Begitu turun dari podium, Zakaria disambut pelukan Pelaksana Tugas Gubernur Aceh, Azwar Abubakar, dan Bupati Bireuen, Mustafa Geulanggang. Mustafa menyerahkan sebuah bingkisan, antara lain berisi sajadah dan Al-Quran, kepada Zakaria. Cemoohan penonton terdengar keras ketika Zakaria meninggalkan lapangan dan "digiring" petugas ke belakang Masjid Bireuen. 
Setelah Zakaria, giliran 14 terhukum lain mendapat hukuman serupa. Mereka berasal dari tiga kecamatan: Gandapura, Peusangan, dan Jeumpa. Seperti Zakaria, mereka divonis Pengadilan Syariah Bireuen hukuman cambuk enam sampai delapan pukulan. 
Siang itu sebenarnya ada 26 terhukum yang akan "dilecut". Namun, 11 di antaranya dibatalkan atas permintaan dokter. Kondisi tubuh mereka dianggap tidak cukup sehat untuk menerima hukuman. Peraturan memang mengizinkan hal ini: mereka yang tak sehat bisa meminta penundaan hukumannya. 
Sempat juga terjadi beberapa insiden ketika eksekusi dilakukan. Rusli bin Bransah, warga Bireuen yang dicambuk lantaran tertangkap saat membeli togel, dilarikan ke rumah sakit begitu selesai dicambuk. "Dia mengaku pusing dan matanya berkunang-kunang," ujar seorang dokter yang memeriksa Rusli. 
Seorang terhukum lainnya, Ridwan, bahkan sempat membuat terkejut se-jumlah pejabat yang mengikuti prosesi hukuman itu. Usai mendapat ganjaran enam cambuk, dengan wajah memerah Rid-wan menghampiri jaksa Erwin Nasution, yang berdiri di sudut podium. Tangannya menunjuk-nunjuk Erwin. Polisi Syariah langsung menyambar pria yang dihukum lantaran tertangkap tangan bermain judi itu dan menyeretnya turun dari podium. 
Ridwan rupanya kesal. Pria ini mengaku sudah menyerahkan uang Rp 800 ribu kepada Erwin dengan imbalan jaksa itu akan melepasnya. Transaksi kecil-kecilan ini terjadi ketika ia mendekam di tahanan Bireuen, sekitar sebulan lalu. Menurut Ridwan, ketika itu jaksa Erwin berjanji membebaskan mereka asal menyetorkan sejumlah uang. 
Bersama enam rekannya, Ridwan setuju dan mereka pun masing-masing menyetor uang Rp 800 ribu untuk Erwin. Setelah setoran diberikan, mereka memang kemudian mendapat status tahanan luar. Tapi, hukuman cambuk ternyata jalan terus. 
Jaksa Erwin sendiri mengaku menerima uang dari para pejudi dan penggemar togel itu. Jumlahnya, katanya, Rp 3 juta. "Itu hanya uang terima kasih, tidak terkait keputusan perkara," katanya. Tapi, menurut juru bicara Kejaksaan Agung, Soehandojo, ulah Ridwan ini merupakan bentuk pelanggaran tugas seorang jaksa. "Jaksa tidak mengenal uang terima kasih," katanya. 

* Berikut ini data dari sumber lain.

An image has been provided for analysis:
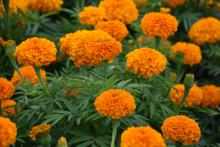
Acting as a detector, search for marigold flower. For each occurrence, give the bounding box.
[170,42,202,66]
[161,115,201,145]
[28,0,63,13]
[29,124,51,141]
[11,65,46,85]
[60,30,122,67]
[121,126,166,147]
[141,12,178,39]
[201,85,220,109]
[79,6,105,25]
[1,100,16,116]
[189,17,220,44]
[94,89,136,119]
[126,48,167,78]
[99,0,138,24]
[170,84,203,107]
[95,20,128,41]
[0,116,17,147]
[14,37,57,66]
[0,78,15,100]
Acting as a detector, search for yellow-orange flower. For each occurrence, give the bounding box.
[141,12,178,39]
[1,100,16,116]
[99,0,138,24]
[79,6,105,25]
[170,42,202,66]
[161,115,201,145]
[121,126,166,147]
[29,124,51,141]
[166,0,186,7]
[0,116,17,147]
[27,0,63,13]
[94,89,136,119]
[0,78,15,100]
[201,85,220,109]
[61,30,122,67]
[95,20,128,41]
[126,48,167,78]
[15,37,57,66]
[170,84,203,107]
[11,65,46,85]
[189,17,220,44]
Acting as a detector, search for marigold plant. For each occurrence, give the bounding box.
[121,126,166,147]
[94,89,136,119]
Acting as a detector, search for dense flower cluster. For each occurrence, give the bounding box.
[0,78,15,100]
[201,85,220,109]
[141,12,178,39]
[0,116,17,147]
[126,48,167,78]
[121,126,166,147]
[95,20,128,41]
[15,37,57,66]
[60,30,122,67]
[29,124,51,141]
[161,115,201,145]
[11,65,46,85]
[79,6,105,25]
[94,89,136,119]
[189,17,220,44]
[170,84,203,107]
[170,42,202,66]
[99,0,138,24]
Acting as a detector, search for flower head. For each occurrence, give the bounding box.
[99,0,138,24]
[201,85,220,109]
[95,20,128,41]
[15,37,57,66]
[11,65,46,85]
[121,126,166,147]
[60,30,122,67]
[0,116,17,147]
[29,124,51,141]
[170,84,203,107]
[141,12,178,39]
[170,42,202,65]
[79,6,105,25]
[161,115,201,145]
[126,48,167,78]
[189,17,220,44]
[94,89,136,119]
[0,78,15,100]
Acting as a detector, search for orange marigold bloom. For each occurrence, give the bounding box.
[11,65,46,85]
[0,116,17,147]
[27,0,63,13]
[95,20,128,41]
[189,17,220,44]
[170,42,202,66]
[121,126,166,147]
[201,85,220,109]
[166,0,186,7]
[170,84,203,107]
[141,12,178,39]
[15,37,57,66]
[29,124,51,141]
[79,6,105,25]
[161,115,201,145]
[0,78,15,100]
[61,30,122,67]
[126,48,167,78]
[1,100,16,116]
[94,89,136,119]
[99,0,138,24]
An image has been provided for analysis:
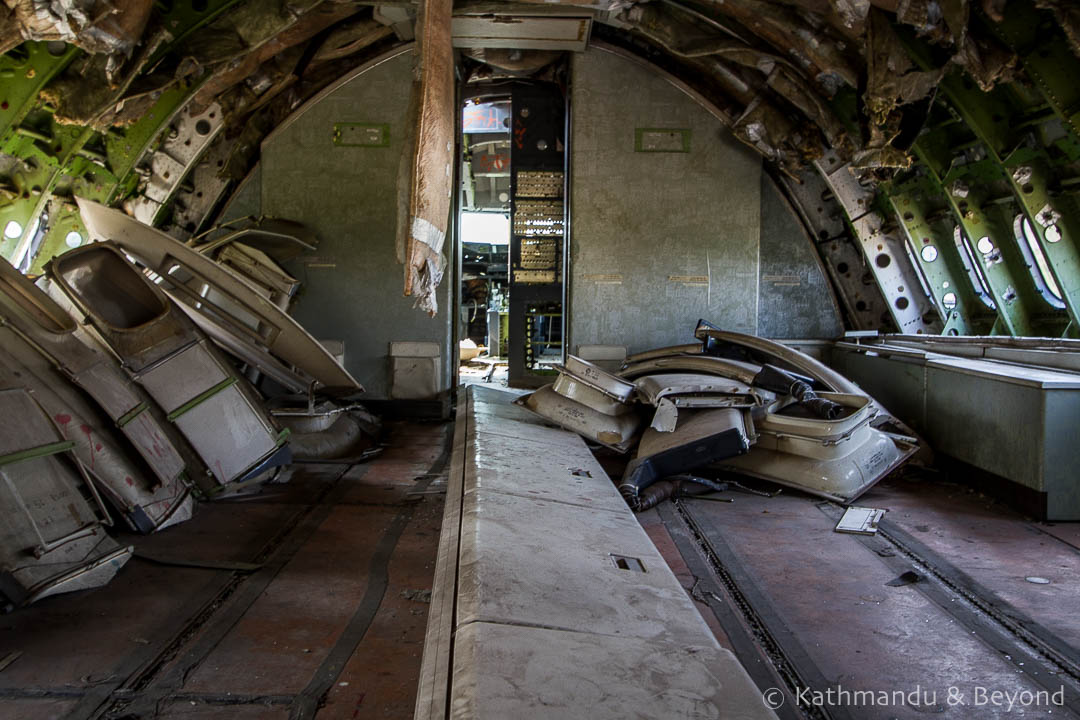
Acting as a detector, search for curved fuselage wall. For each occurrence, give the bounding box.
[570,49,840,353]
[258,52,453,398]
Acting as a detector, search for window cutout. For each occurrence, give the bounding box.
[1013,215,1065,309]
[895,237,936,310]
[953,226,997,310]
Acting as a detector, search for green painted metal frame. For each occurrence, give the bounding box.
[0,0,247,273]
[887,176,994,335]
[899,5,1080,335]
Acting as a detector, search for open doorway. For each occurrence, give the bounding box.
[458,94,512,382]
[458,53,567,386]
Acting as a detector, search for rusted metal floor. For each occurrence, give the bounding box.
[0,423,450,720]
[638,471,1080,720]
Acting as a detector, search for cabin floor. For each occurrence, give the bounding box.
[638,467,1080,720]
[0,414,1080,720]
[0,423,453,720]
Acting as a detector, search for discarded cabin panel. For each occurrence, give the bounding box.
[48,243,287,492]
[515,355,642,452]
[718,393,918,503]
[79,199,363,393]
[0,388,132,608]
[619,408,753,504]
[0,328,194,532]
[0,263,198,531]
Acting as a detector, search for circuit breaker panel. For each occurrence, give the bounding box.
[509,83,567,386]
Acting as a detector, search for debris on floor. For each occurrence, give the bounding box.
[0,201,381,610]
[517,321,920,511]
[834,506,886,535]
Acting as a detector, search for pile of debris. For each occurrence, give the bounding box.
[0,203,379,610]
[517,321,919,511]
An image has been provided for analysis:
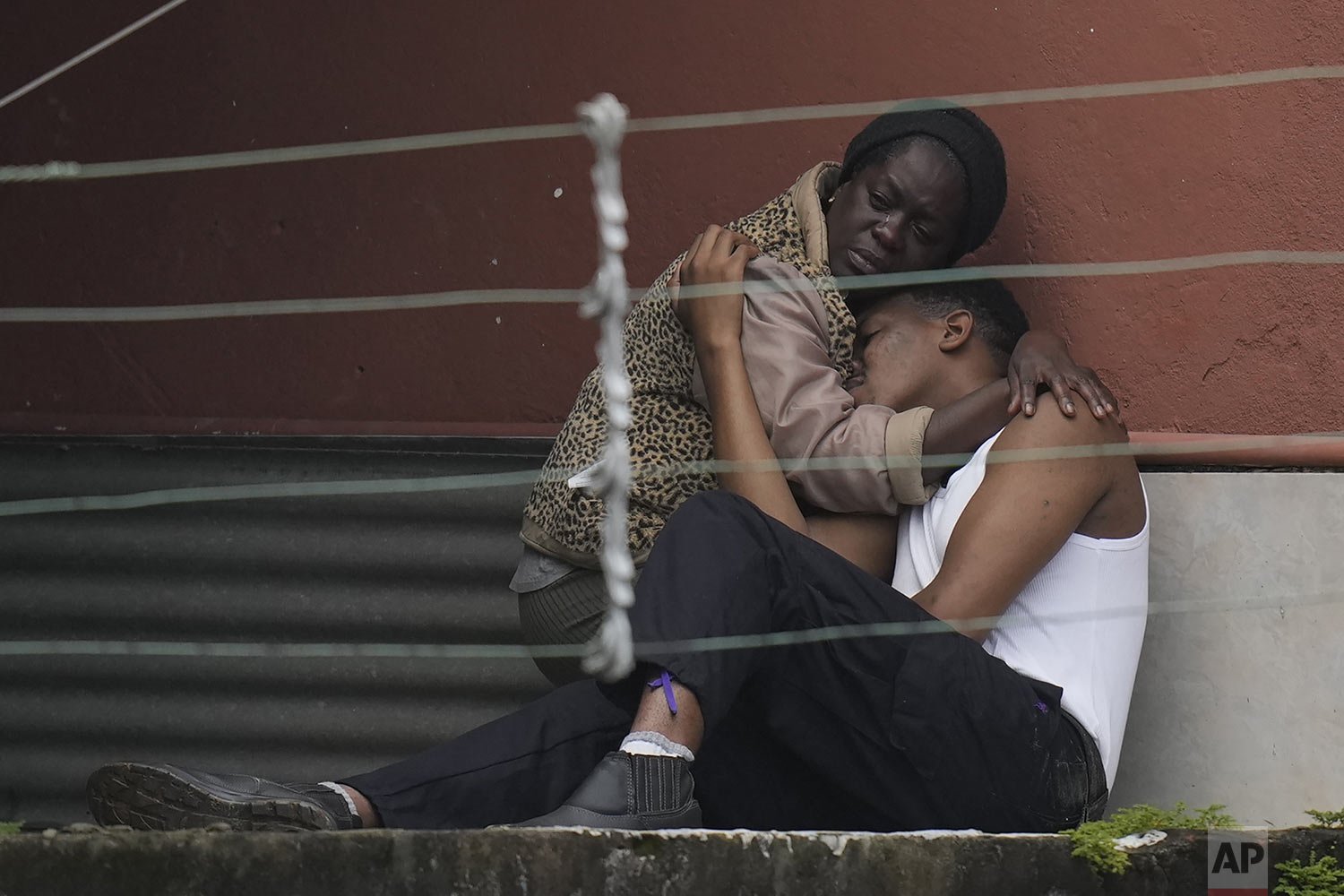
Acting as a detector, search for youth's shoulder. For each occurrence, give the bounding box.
[994,395,1129,452]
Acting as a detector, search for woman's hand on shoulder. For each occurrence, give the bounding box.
[672,224,761,344]
[1008,331,1124,425]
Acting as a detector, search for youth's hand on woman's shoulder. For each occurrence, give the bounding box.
[672,224,761,342]
[1008,329,1124,426]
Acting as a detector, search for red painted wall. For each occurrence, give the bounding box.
[0,0,1344,434]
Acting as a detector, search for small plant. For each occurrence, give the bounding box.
[1306,809,1344,828]
[1274,849,1344,896]
[1064,804,1236,874]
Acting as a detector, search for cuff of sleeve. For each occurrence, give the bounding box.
[886,407,938,506]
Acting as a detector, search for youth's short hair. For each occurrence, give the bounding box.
[871,278,1031,369]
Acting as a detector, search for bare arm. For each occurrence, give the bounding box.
[916,401,1133,641]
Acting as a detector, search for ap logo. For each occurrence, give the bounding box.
[1207,828,1269,896]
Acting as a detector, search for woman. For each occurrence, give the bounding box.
[89,233,1147,831]
[511,101,1117,684]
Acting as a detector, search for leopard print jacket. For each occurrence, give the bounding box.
[521,165,855,568]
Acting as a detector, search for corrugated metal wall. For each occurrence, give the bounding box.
[0,439,547,821]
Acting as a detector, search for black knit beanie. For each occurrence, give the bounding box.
[840,100,1008,258]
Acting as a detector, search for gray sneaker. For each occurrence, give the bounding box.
[86,762,360,831]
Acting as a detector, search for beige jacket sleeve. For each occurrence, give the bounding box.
[694,255,935,514]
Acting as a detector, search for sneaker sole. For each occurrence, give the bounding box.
[88,762,332,831]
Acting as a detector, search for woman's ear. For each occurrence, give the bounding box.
[938,307,976,352]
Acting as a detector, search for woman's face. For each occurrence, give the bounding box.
[827,140,967,277]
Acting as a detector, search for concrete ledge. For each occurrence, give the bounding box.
[0,829,1344,896]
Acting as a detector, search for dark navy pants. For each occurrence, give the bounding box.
[344,493,1107,831]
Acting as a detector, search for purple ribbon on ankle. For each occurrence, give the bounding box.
[647,669,676,716]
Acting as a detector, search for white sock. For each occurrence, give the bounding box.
[317,780,363,821]
[621,731,695,762]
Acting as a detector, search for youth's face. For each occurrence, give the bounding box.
[846,301,943,411]
[827,140,967,277]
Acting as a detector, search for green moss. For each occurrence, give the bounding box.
[1306,809,1344,828]
[1064,804,1236,874]
[1274,850,1344,896]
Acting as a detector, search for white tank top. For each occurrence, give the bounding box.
[892,435,1148,786]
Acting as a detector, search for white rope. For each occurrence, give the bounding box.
[0,0,194,110]
[0,65,1344,184]
[580,92,634,681]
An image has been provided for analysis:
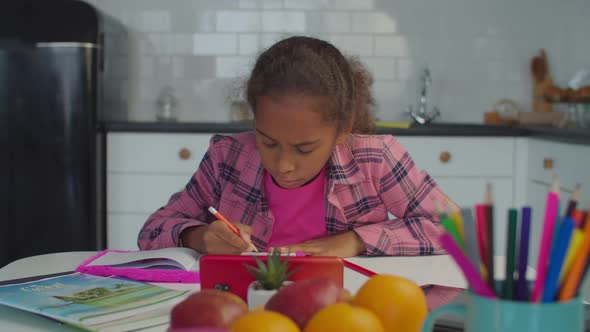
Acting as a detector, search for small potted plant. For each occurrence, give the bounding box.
[246,249,296,309]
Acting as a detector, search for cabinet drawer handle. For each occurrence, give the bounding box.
[178,148,191,160]
[438,151,451,164]
[543,158,553,170]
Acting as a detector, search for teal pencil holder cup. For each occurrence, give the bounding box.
[422,291,584,332]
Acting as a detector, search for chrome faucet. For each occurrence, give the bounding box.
[406,68,440,124]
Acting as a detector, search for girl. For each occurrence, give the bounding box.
[138,37,454,257]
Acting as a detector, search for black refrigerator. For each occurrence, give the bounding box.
[0,0,110,266]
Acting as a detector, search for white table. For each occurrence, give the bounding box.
[0,252,534,332]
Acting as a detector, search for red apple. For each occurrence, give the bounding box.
[264,278,345,328]
[170,289,248,329]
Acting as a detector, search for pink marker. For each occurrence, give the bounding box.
[531,177,559,302]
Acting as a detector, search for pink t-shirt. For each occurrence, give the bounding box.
[264,170,328,247]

Kejaksaan Tinggi Aceh, kata Soehandojo, harus mengusut kasus "duit terima kasih" ini. Ridwan mengatakan ia mengeluarkan uang dengan tujuan tak dicambuk di depan umum. "Bukan jumlah cambukannya, tapi malunya ini yang tak tahan," katanya. "Apalagi ini yang pertama kali di Aceh. Pasti orang datang seperti menonton sirkus." 
Perasaan yang sama juga diungkapkan Zakaria. "Saya malu ditonton orang, anak-cucu dan kerabat, karena ini kejadian yang pertama di Aceh, bahkan di Indonesia," ujarnya. Zakaria juga mempertanyakan hukuman cambuk yang hanya ditimpakan kepada rakyat kecil. "Pejabat yang korupsi tidak tersentuh hukuman ini," ujarnya. 
Kepala Dinas Syariat Islam, Alyasa Abu Bakar, menegaskan hukuman cambuk dilakukan memang bukan untuk menyakiti si terhukum, melainkan lebih untuk membuat malu. "Agar dia tidak mengulangi perbuatannya, sekaligus memberi efek jera bagi masyarakat lain," kata Alyasa. Ketua Komisi Fatwa Majelis Permusyawaratan Ulama Aceh, Daniel Djuned, menegaskan hukum cambuk itu sudah sesuai dengan hukum hudud (hukum pidana Islam). "Hukuman itu sah karena sesuai dengan qanun yang telah dibahas para ulama Aceh," kata guru besar IAIN Ar-Raniry Banda Aceh itu. 
Tapi tak semua sependapat dengan Daniel. Wakil Ketua Komisi E Bidang Syariat Islam DPRD Aceh, Teungku Amir Hamzah, menilai hukuman cambuk bertentangan dengan ajaran Islam. Menurut dia, hukum cambuk hanya sebagian kecil hukum Islam. Padahal, hukum hudud masih punya tiga bagian: qisash bagi pembunuh, potong tangan bagi pencuri, dan hukum rajam bagi penzina. "Yang diambil sekarang justru rantingnya, sedangkan cabangnya tak ada. Ini sama dengan mempermainkan hukum Tuhan," ujarnya. 
Menurut Amir, Pemda Aceh dan Pemda Bireuen hanya mengambil sebagian hukum pidana Islam. "Yang tidak penting diambil, yang penting tidak dilaksanakan," katanya. Jika hendak menjalankan syariat Islam, ujar Amir, pemerintah seharusnya juga membuat qanun tentang qisash, hukuman rajam, dan potong tangan. "Kalau tidak, pejudi dicambuk, tapi koruptor dan pembunuh bebas berkeliaran." 
Yuswardi A. Suud, Imran MA (Bireuen), Adi Warsidi (Banda Aceh)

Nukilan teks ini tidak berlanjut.